Loving Memory (1969) was the extraordinary debut from one of Hollywood's most bankable UK ex-pats, Loving Memory is the dark tale of a mysterious brother and sister who live in isolation with their memories and a grisly secret...
Tony Scott, director of big-budget blockbusters and feature films such as Enemy of the State, True Romance, Top Gun and The Hunger, made his first feature when he was just 26.
Beautifully photographed by celebrated cinematographer Chris Menges (If...., Kes) Loving Memory features a stunning, sinister performance from Rosamund Greenwood (Village of the Damned, The Witches) as a haunted innocent.
The film was chosen to inaugurate the second NFT auditorium in September 1970 and was selected for the Critics' Week at the Cannes Film Festival a few months later. It had a successful run in film festivals and received considerable critical praise.
Previously unavailable for home viewing, this is the latest release in a series of early films made by established British directors which are preserved in the BFI National Archive and now brought to BFI DVD and Blu-ray. Past titles have included the work of Terence Davies, Bill Douglas, Derek Jarman, John Maybury, Isaac Julien and Horace Ové, and the BFI will be unearthing more buried treasures in months to come.

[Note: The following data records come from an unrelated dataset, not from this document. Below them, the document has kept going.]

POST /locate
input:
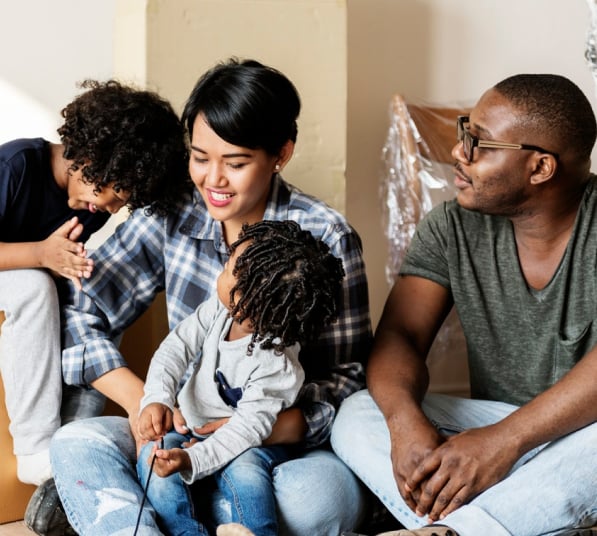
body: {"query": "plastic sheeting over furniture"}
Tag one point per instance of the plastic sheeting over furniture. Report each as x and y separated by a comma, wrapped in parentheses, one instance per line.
(417, 174)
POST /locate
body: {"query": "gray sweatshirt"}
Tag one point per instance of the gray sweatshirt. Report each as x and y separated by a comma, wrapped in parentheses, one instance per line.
(269, 383)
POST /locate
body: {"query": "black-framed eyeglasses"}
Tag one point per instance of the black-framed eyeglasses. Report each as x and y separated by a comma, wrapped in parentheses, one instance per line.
(469, 142)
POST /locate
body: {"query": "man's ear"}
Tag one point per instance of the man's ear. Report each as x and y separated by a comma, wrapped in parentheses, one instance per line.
(544, 168)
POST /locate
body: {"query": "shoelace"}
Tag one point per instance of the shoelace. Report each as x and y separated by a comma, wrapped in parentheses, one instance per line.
(145, 489)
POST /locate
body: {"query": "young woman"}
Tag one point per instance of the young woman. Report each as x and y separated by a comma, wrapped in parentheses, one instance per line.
(241, 118)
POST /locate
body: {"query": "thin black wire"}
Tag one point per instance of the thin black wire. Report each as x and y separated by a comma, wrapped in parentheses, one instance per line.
(145, 489)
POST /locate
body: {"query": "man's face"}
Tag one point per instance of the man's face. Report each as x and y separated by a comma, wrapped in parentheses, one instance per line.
(495, 181)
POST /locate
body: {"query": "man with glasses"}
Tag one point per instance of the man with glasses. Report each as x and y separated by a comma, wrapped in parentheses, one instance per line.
(515, 252)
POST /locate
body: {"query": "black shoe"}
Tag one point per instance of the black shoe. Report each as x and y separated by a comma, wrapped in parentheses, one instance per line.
(45, 515)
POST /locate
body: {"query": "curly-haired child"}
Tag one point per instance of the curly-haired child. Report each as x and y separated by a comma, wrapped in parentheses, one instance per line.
(278, 290)
(118, 146)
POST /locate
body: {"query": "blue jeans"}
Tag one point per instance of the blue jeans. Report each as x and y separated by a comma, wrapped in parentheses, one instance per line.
(94, 469)
(246, 483)
(550, 490)
(169, 496)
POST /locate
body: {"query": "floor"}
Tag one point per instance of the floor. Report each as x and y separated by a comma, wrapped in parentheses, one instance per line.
(15, 529)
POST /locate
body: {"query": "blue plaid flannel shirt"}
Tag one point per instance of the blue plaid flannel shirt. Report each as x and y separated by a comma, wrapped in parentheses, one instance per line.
(183, 255)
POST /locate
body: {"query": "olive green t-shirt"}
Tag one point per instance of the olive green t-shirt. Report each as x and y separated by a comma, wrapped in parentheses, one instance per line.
(520, 341)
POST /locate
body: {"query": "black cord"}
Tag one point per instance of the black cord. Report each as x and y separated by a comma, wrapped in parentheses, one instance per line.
(145, 489)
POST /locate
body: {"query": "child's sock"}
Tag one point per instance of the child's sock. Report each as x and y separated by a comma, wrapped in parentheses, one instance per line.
(34, 468)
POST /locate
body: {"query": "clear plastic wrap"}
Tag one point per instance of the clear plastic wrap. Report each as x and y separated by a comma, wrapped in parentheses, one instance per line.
(591, 46)
(417, 174)
(417, 171)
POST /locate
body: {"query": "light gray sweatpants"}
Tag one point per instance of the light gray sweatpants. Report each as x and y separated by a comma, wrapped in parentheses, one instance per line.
(30, 362)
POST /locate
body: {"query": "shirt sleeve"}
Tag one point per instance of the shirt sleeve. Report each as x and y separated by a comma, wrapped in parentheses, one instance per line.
(335, 365)
(426, 255)
(128, 273)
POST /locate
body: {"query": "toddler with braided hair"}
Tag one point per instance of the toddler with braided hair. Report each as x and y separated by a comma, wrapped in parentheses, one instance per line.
(277, 291)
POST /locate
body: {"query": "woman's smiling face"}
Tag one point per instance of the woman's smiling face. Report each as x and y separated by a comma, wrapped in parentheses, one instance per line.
(233, 181)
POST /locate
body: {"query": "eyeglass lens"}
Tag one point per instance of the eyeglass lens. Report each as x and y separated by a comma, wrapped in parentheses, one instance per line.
(465, 137)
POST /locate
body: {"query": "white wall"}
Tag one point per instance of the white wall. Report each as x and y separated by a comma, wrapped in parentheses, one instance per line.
(47, 47)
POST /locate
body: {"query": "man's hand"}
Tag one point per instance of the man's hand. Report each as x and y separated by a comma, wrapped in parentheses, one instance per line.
(458, 470)
(169, 461)
(408, 454)
(63, 255)
(155, 420)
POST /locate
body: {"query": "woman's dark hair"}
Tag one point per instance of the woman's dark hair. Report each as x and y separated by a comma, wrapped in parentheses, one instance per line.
(247, 104)
(132, 138)
(288, 284)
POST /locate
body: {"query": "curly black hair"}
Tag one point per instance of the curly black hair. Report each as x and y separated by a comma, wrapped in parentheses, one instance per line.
(133, 138)
(288, 284)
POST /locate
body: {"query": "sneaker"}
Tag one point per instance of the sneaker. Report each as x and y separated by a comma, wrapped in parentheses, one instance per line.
(233, 529)
(431, 530)
(44, 514)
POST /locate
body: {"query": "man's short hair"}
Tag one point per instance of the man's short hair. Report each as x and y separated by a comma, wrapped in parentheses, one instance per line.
(555, 105)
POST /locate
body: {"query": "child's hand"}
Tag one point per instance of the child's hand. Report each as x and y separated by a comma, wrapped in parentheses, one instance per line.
(155, 420)
(169, 461)
(180, 424)
(63, 255)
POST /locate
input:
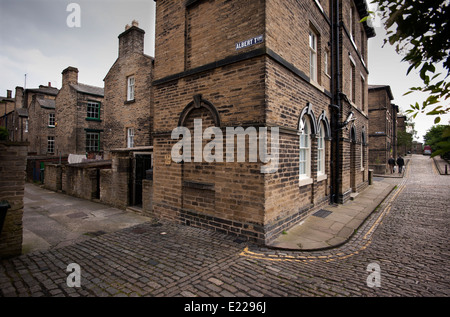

Loving Memory will be released as a Dual Format Edition (which includes both DVD and Blu-ray) on 23rd August 2010 by the BFI at the RRP of £19.99. Special features will include:
- One of the Missing (Tony Scott, 1968, 27 mins): a taught psychological short about the lonely fate of a confederate soldier in the American Civil War;
- Boy and Bicycle (Ridley Scott, 1965, 28 mins): follows the adventures of a truant schoolboy – played by the young Tony Scott – as he cycles around Hartlepool;
- Illustrated booklet with newly commissioned essays The Films of Tony and Ridley Scott by Kim Newman and The Scott Brothers and the BFI by Christophe Dupin; film notes, original stills and full cast and crew credits.
Other films to be released in high definition by the BFI on 23rd August are: The Innocents (Jack Clayton, 1961), The Edge of the World (Michael Powell, 1937) and A Zed & Two Noughts (Peter Greenaway, 1985). Details will folow in the next few days.